Data scientists and big data specialists are two well-paid professions in the data science industry.
As a result, hiring big data analysts can be very costly for businesses, particularly for start-ups.
Some businesses must wait a long time to hire the necessary personnel to carry out their big data
analytics tasks.
2. Security hazard
For big data analytics, businesses frequently collect sensitive data. These data need to be
protected, and security risks can be detrimental if they are not properly maintained.
Additionally, having access to enormous data sets can attract the unwanted attention of hackers,
and your company could become the target of a potential cyber-attack. You are aware that for
many businesses today, data breaches are the biggest threat. Unless you take all necessary
precautions, important information could be leaked to rivals, which is another risk associated
with big data.
3. Adherence
Another disadvantage of big data is the requirement for legal compliance with governmental
regulations. To store, handle, maintain, and process big data that contains sensitive or private
information, a company must make sure that they adhere to all applicable laws and industry
standards. As a result, managing data governance tasks, transmission, and storage will become
more challenging as big data volumes grow.
4. High Cost
Given that it is a science that is constantly evolving and has as its goal the processing of ever-
increasing amounts of data, only large companies can sustain the investment in the development
of their Big Data techniques.
5. Data quality
Dealing with data quality issues was the main drawback of working with big data.

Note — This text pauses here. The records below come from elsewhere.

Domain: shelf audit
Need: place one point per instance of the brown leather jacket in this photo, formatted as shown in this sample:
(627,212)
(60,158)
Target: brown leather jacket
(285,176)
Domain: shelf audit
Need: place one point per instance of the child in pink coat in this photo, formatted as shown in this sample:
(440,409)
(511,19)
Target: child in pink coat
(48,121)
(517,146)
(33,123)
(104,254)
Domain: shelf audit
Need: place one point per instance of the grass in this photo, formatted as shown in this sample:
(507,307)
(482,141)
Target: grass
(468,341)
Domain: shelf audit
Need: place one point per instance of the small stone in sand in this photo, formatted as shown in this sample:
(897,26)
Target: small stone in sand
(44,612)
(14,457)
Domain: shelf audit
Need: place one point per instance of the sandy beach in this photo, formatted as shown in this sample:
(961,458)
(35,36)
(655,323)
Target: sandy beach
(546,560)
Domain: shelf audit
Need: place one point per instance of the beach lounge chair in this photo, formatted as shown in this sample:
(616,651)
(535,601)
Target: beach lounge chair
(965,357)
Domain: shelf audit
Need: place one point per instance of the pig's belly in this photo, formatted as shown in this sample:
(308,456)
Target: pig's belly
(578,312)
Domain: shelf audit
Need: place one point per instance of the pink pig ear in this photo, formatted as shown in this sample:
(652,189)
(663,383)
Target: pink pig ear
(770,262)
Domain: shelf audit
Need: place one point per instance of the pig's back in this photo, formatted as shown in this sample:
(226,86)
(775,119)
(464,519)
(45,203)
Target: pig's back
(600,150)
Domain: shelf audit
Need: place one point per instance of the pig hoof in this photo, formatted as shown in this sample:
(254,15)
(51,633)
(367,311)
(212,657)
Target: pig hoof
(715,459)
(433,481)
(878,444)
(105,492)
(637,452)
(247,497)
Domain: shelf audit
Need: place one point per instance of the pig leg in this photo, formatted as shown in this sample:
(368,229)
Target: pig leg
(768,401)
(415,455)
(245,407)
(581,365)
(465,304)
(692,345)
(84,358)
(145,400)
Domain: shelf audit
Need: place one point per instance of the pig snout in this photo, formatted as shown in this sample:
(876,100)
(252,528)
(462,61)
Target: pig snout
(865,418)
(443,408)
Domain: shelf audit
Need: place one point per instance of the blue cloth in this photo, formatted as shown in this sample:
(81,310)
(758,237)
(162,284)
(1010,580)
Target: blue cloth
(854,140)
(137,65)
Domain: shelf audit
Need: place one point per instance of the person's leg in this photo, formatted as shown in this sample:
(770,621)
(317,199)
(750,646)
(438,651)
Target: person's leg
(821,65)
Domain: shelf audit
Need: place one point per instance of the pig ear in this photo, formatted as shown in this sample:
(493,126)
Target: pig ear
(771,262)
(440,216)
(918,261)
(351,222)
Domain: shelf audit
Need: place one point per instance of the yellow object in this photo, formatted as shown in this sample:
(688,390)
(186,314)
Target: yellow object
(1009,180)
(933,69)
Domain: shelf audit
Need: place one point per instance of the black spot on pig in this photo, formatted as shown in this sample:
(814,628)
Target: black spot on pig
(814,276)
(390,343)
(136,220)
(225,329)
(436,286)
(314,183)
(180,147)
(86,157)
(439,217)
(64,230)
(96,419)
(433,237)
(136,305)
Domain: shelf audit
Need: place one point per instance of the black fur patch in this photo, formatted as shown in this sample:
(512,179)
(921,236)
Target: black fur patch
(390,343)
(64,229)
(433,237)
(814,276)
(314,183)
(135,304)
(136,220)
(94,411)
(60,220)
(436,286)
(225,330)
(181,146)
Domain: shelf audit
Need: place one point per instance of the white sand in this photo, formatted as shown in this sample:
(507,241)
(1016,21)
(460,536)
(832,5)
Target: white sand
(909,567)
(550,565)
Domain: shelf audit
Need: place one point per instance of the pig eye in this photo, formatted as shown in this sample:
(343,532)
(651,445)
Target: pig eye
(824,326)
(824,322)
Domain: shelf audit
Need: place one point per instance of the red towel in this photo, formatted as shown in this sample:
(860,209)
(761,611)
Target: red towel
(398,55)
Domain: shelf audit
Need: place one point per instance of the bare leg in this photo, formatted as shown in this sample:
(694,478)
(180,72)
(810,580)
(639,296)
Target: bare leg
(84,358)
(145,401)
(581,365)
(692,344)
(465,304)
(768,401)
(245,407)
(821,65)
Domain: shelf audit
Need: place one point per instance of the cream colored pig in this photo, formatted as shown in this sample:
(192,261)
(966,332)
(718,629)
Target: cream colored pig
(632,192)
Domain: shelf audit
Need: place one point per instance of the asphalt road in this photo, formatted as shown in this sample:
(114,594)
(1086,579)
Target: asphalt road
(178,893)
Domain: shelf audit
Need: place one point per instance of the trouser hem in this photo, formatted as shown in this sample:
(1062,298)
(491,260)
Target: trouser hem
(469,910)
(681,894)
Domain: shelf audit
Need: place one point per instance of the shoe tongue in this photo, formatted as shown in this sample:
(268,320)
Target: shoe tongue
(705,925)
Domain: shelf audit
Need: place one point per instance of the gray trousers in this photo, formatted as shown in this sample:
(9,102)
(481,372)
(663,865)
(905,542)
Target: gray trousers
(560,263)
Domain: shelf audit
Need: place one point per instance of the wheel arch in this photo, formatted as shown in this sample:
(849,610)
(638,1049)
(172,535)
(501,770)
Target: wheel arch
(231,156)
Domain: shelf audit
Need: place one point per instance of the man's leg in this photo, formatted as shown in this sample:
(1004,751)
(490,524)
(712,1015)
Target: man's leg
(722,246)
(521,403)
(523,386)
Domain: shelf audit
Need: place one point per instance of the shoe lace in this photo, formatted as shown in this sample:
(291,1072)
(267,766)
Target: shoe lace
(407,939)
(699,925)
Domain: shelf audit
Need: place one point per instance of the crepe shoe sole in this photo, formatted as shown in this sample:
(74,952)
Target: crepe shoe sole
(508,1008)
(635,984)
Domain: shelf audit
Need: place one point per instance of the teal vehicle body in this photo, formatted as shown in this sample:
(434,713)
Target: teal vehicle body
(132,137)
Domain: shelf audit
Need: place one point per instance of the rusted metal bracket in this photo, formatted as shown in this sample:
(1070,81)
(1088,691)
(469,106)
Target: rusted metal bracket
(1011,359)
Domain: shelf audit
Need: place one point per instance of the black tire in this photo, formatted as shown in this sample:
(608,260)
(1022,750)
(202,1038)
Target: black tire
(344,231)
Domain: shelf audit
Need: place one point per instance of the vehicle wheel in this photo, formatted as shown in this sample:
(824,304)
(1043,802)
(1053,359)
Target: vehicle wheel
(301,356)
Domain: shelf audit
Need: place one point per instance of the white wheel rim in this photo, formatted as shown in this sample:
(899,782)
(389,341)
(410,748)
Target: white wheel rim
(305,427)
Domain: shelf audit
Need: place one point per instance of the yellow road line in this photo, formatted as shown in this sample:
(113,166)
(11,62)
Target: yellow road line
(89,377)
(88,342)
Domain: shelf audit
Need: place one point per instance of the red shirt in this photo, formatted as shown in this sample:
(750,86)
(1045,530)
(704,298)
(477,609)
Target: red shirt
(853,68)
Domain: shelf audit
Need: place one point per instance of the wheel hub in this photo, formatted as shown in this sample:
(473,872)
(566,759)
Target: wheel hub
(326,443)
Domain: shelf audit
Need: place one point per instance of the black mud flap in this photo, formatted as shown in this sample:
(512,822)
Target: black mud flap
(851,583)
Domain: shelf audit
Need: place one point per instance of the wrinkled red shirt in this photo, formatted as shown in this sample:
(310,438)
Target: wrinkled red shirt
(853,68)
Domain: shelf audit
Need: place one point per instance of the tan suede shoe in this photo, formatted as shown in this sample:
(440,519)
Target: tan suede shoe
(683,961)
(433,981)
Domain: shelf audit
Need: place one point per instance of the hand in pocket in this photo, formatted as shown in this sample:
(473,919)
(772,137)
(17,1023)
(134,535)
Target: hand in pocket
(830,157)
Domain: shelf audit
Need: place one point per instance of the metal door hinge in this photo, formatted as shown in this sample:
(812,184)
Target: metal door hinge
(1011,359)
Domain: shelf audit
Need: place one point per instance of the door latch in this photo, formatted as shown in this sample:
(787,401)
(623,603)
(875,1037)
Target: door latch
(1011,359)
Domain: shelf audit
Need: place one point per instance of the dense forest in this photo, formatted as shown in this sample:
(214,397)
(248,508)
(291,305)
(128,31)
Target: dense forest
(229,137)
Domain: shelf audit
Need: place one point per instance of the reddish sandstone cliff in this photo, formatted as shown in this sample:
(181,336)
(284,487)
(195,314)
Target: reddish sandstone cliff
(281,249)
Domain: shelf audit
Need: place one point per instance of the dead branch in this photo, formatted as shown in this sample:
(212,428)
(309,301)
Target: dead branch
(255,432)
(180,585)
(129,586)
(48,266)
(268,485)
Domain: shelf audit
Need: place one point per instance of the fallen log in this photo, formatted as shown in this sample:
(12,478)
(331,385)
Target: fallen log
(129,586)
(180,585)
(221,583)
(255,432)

Data scientists
and analysts must ensure the data they are using is accurate, pertinent, and in the right format for
analysis before they can use big data for analytics efforts.
This significantly slows down the reporting process, but if businesses don't address data quality
problems, they may discover that the insights their analytics produce are useless or even harmful
if used.
6. Rapid Change
The fact that technology is evolving quickly is another potential disadvantage of big data
analytics. Businesses must deal with the possibility of spending money on one technology only
to see something better emerge a few months later. This big data drawback was ranked fourth
among all the potential difficulties by Syncsort respondents.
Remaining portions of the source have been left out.